📃 Proje Dağılımı 📃

81 15 42
                                    

Bay Mulets olacaklardan habersiz bu iki grup bir araya getirmişti, kimse neler olacağını bilmiyordu, ayrıcalıklar dışında...

📃📃📃📃📃📃📃📃📃📃📃📃📃📃📃

Riki'den:

  Nasıl kalktığımı anlayamadım, nasıl koştuğumu ya da diğer şeyleri de. Evde saat 09.00'da kalkardım ama burada 4'te. Cidden... Neden, neden bu kadar erken kalkmak zorundayız? Tamam, güneş ışınları iyidir, almak gerekir ama yani uzay sabahında da olmaz sonra derslere odaklanamıyorum, uyumak istiyorum, olmuyor böyle. Evet, aynı şeyi şu an derslikte (sınıfta) yaşıyordum, şu an derslikte (sınıfta) zor gözlerimi açıyordum. Ben bu saatlerde uyuyan bir uzaylıyım, benim hiç uyanmak gibi bir alışkanlığım olmadı maalesef. Ben sıramda uyuklarken sanırım hoca geldi, yani sanırım öyle bir şey oldu çünkü Jay hyung yanımda ayaklandı -Jay hyung sıra arkadaşım orada biliyorum-, ben kalkmadım, uykum var, niye kalkayım değil mi? Neyse, Bay Multes bir şeyler dedi, pek de umrumda olmadı, neden olsun ki? Uyumak daha iyi, çünkü uyumak için her şeyi karşıma alabilirim ve bu hiç de zoruma gitmez yani. Jay hyung'un beni dürtmesi ile kafamı kollarımdan uzaklaştırmak zorunda kaldım ve Jay hyung'a uykulu bakışlarla baktım. Uykumdan uyanmak için hangi önemsiz sebep ile bana dönülmüştü? Ben niye uyandırılıyorum, ne var ya!?

Ben:Ne- Efendim hyung?

Ne var, diye soracaktım ama kaba olacaktı. Bir de Jay hyung benden büyüktü, bir de zombiydi benim canımı çok güzel sulardı o. Aman aman, gerek yok.

Jay hyung:Kay.

Ha? Bir saniye, beynim algılayamadı. Yeniden söyleyebilir misin? Gözlerimi kırpıştırarak Jay hyung'a baktım, ne diyorsun hyung?

Ben:Efendim?

Jay hyung:Oğlum sola kay, sola.

Jay hyung'a baktım yeniden. Niye sola kayıyorum? Sağa kaysam?

Ben:Niye?

Jay hyung bu sorumla ilk başta gözlerini devirdi sonra nefes aldı ve sorumu cevapladı.

Jay hyung:Canım istiyor, bütün sıraya rahat oturmak istiyorum. Riki, zombi hislerimi ortaya çıkarma. Yemin ederim ilk beyin yediğim uzaylı olursun.

Ben:Niye?

Anlamaya çalışıyordum, bazen uğultudan başka bir şey duyamadığım için soru sormak zorunda kalıyordum. Tabii benim bunu dememle Jay hyung'u biraz daha sinirlendirmiştim ve resmen ben duvara doğru ittirilmiştim.
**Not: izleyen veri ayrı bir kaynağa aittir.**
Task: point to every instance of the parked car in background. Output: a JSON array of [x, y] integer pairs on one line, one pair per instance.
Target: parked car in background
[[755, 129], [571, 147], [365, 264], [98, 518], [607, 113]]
Fazla geçmeden kaburgalarım kırıldı ya da iç içe girdi -bunlardan birisi oldu ama hangisi bilmiyorum- fakat bunlar olurken duvarla iç içe girmem pek de uzun sürmemişti. Kaburga kemiklerimde bir ağrı yükselse de ben duvardan ayrılma çabalarında bulundum, ben bu çabalara girerken Jay hyung benim tarafıma kaydı ve yanına birileri oturdu. Duvardan ayrılıp kafamı kaldırdım ve ne olduğuna bakmak için sağ tarafıma döndüm. 7 kişi 1 sıraya oturuyorduk? 7 kişi, 1 masa, biz, sığmak? N'oluyor be!?

Ben:Ne oluyor ya?..

Gözlerimi kısık bir şekilde tutup kaşlarımı çatarak bizim gruba bakıyordum, bu sorumu sorarken sesim uykulu çıkmıştı. Neler, dönüyor, burada?

Jay hyung:Fazla konuşma Nik.

Diyerek sorumu hızla yok etmişti. Yah, sanki çokta umrumda! Ben de uyurum! Hayır yani, küçüğüm diye de üzerime gelinmez! Haksızlık, sanki ben istedim küçük olmayı! Tripli tripli kollarımı üst üste koydum, kafamı gömmek için hızlı hareket ederiyordum, uyuyacakım o zama-! Önümde gördüklerimle kafamdan vurulmuşa döndüm. Bu kızlar kim!? Nerden çıktı!? Heeseung hyung ile Jungwon hyung nereye gitti!? Neler oluyo' beeee!?